At the time, too, we’d taken in some cats that our [terrible] neighbors abandoned when they moved. One of those cats, Mu, who Violet had rather fallen in love with, was seized by our neighbor’s dog and killed. It was brutal. This would be, in and of itself, rather tragic, but she had already been suffering from depression. There had been a lot of loss in her life recently and it’d been building, draining, challenging. The death of this sweet new kitty sort of rocked the boat in a serious way she tumbled even deeper.
So the painting was put aside. I kept looking at it: this messy and incomplete vision of beauty that seemed so distant and burdensome. This sense of wonder that was surrounded by despair.
Everything hurt all the time.
Yet, I kept seeing – or trying to see – this painting as her in one of her highest forms. She is this powerful woman, this amazing force in my world. She has a wonderful way of seeing everything all at once like no one else can. And she can take it all in and find relationships, memorize moments, and she manages it pretty well, for the most part. So we’d have our arguments and it’d be this pool of sad and I’d come back to this painting that didn’t even seem to be about anything anymore. It was supposed to be a vision of clarity yet everything felt so unclear. So raw and vulnerable. Nothing made sense.
For me, it felt overwhelming – all these responsibilities (mundane things like mortgage and bills but also the person who is trying to keep things moving forwards. The one who is UP. The one who can manage) and desires (personal goals and dreams and needing inspiration but also in business or love or spirit) and emotions (and all the rest) (not to mention the general state of the world). All the while, Violet struggled through this ever deepening pit of despair while I was left simply trying to stay afloat.

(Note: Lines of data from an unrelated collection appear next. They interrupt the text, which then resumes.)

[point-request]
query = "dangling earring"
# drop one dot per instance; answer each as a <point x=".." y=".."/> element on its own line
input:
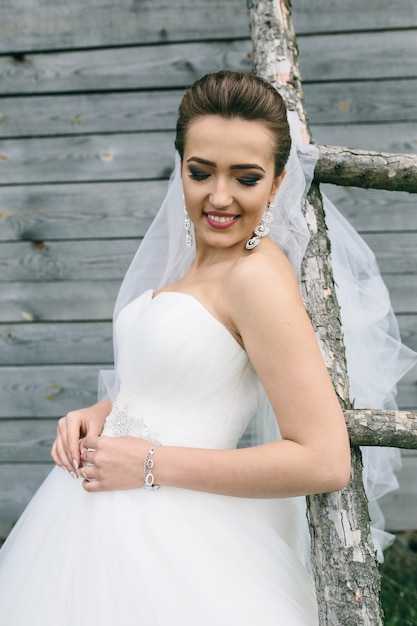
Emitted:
<point x="188" y="233"/>
<point x="262" y="229"/>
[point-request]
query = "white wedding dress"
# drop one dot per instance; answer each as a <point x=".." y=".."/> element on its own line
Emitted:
<point x="171" y="557"/>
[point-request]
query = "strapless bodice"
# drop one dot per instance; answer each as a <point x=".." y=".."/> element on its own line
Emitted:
<point x="184" y="379"/>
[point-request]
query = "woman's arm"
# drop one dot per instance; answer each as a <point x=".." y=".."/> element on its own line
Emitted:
<point x="314" y="454"/>
<point x="263" y="300"/>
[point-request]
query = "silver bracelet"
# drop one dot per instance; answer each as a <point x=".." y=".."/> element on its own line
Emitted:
<point x="148" y="477"/>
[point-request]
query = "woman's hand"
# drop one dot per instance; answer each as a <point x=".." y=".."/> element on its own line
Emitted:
<point x="113" y="463"/>
<point x="84" y="422"/>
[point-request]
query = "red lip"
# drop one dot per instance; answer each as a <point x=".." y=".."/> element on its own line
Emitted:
<point x="221" y="225"/>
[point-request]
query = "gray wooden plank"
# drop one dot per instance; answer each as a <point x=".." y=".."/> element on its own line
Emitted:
<point x="91" y="342"/>
<point x="110" y="69"/>
<point x="66" y="260"/>
<point x="76" y="114"/>
<point x="46" y="391"/>
<point x="18" y="483"/>
<point x="407" y="391"/>
<point x="358" y="56"/>
<point x="322" y="59"/>
<point x="373" y="210"/>
<point x="26" y="441"/>
<point x="403" y="292"/>
<point x="57" y="24"/>
<point x="78" y="211"/>
<point x="56" y="343"/>
<point x="323" y="16"/>
<point x="367" y="101"/>
<point x="396" y="253"/>
<point x="41" y="392"/>
<point x="400" y="137"/>
<point x="408" y="330"/>
<point x="93" y="157"/>
<point x="151" y="155"/>
<point x="54" y="301"/>
<point x="400" y="507"/>
<point x="109" y="259"/>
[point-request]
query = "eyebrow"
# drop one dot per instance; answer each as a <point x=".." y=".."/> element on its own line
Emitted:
<point x="238" y="166"/>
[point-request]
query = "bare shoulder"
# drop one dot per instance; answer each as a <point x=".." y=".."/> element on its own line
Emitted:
<point x="265" y="276"/>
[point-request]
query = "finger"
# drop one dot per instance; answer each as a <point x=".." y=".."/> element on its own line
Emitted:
<point x="59" y="452"/>
<point x="87" y="473"/>
<point x="88" y="456"/>
<point x="90" y="443"/>
<point x="72" y="443"/>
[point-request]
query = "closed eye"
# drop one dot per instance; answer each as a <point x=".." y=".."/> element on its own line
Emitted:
<point x="249" y="181"/>
<point x="197" y="174"/>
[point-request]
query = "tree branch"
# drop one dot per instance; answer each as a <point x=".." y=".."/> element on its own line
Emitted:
<point x="365" y="168"/>
<point x="397" y="429"/>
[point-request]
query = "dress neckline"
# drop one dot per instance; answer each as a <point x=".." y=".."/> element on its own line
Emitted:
<point x="202" y="307"/>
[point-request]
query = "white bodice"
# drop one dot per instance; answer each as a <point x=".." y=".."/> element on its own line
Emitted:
<point x="184" y="379"/>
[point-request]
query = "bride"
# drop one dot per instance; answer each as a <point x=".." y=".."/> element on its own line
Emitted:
<point x="153" y="515"/>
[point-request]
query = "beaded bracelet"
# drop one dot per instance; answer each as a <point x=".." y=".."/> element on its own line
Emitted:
<point x="148" y="477"/>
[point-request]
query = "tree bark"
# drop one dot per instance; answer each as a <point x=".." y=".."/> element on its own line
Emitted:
<point x="397" y="429"/>
<point x="361" y="168"/>
<point x="343" y="556"/>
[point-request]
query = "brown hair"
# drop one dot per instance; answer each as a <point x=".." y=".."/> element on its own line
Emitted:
<point x="236" y="94"/>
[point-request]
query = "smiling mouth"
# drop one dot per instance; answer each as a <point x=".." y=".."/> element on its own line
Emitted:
<point x="220" y="221"/>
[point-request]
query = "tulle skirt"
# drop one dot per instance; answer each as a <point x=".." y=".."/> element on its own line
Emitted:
<point x="163" y="558"/>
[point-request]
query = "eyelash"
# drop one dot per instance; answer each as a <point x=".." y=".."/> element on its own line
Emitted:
<point x="197" y="175"/>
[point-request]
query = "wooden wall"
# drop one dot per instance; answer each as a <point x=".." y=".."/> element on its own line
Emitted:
<point x="88" y="99"/>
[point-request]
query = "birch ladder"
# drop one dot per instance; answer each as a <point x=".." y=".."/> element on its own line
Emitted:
<point x="342" y="551"/>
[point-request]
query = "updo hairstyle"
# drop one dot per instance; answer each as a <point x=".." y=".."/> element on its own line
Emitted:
<point x="233" y="94"/>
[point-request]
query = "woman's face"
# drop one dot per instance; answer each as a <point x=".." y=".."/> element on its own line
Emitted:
<point x="228" y="178"/>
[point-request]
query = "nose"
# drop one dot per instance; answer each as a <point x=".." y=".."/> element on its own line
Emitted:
<point x="220" y="196"/>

Through all that, I wanted to build this beautiful vision for her so that when she looked at it she saw some aspect of herself. She’d modeled for my original photos after all. I wanted it to inspire her the way she inspires me.
You see, the paintings I make create a backdrop to our lives – these ordinary yet extraordinary lives that we lead. They reflect it all back and become points of departure, growth, and intimacy. It was challenging sometimes to go back to this painting when there’d be strife or despair and I’d be left feeling like I’m wringing light from painted diamonds.
And so that became this painting: it is simply me lifting her, you – all of us – up as best I can to the highest vision where we’re left without form in a space of light reflecting light.
Looking for a title, I’d been calling it “Rain” for a long time – “That Rain Painting.” Violet had used the word “Reign” at one point and I recalled ‘Love Reign Over Me’ – a song from The Who – and though I’m not much of a fan of The Who, I found this bit of writing from Pete Townshend regarding the song to be relevant:
[Love, Reign O’er Me] refers to Meher Baba’s one-time comment that rain was a blessing from God; that thunder was God’s Voice. It’s another plea to drown, only this time in the rain. Jimmy goes through a suicide crisis. He surrenders to the inevitable, and you know, you know, when it’s over and he goes back to town he’ll be going through the same s–t, being in the same terrible family situation and so on, but he’s moved up a level. He’s weak still, but there’s a strength in that weakness. He’s in danger of maturing.
Pete Townshend – from the liner notes of “Quadrophenia”
Going back to October, November, I was having conversations with Violet about the depths of her depression. Depression is so very real and those conversations were heart breaking conversations. Conversations that left, in the back of my mind, a worry of leaving her alone for too long. It is frightening. It was all the work I could do to stay “up”. Focused. Committed. Moving forwards. Staying on top of the bits and pieces of our business, our home, our lives and also maintaining some creative flow and focus.
And so I suppose there was a moment – perhaps for each of us – between one maelstrom and the other – it’s like the eye of the storm – the pause of the pendulum – when everything is still and perfect – everything is floating, falling, cascading – frozen – you stop going in one direction and decide to go in another – it’s a sleet of diamond daggers and you’re on fire and your head is exploding but in that moment everything is perfectly balanced, in sync, and in a moment’s time the light passes through it and you hear that note, that song, that reminder and in that moment we catch our breath, we lift our heads, we open our eyes again and say I AM.
In those crystalline moments of realization, when we see everything so clearly. When it’s all just light and shadow, contrasts weaving in and out of each other, ebbing and flowing together. It’s just life. We can keep our heads hung low but, really, I think, it’s love that makes us look up, that causes us to open our eyes. To see. I think that only love can do that and it is some spark within us – this unquenchable fire – that is ignited again.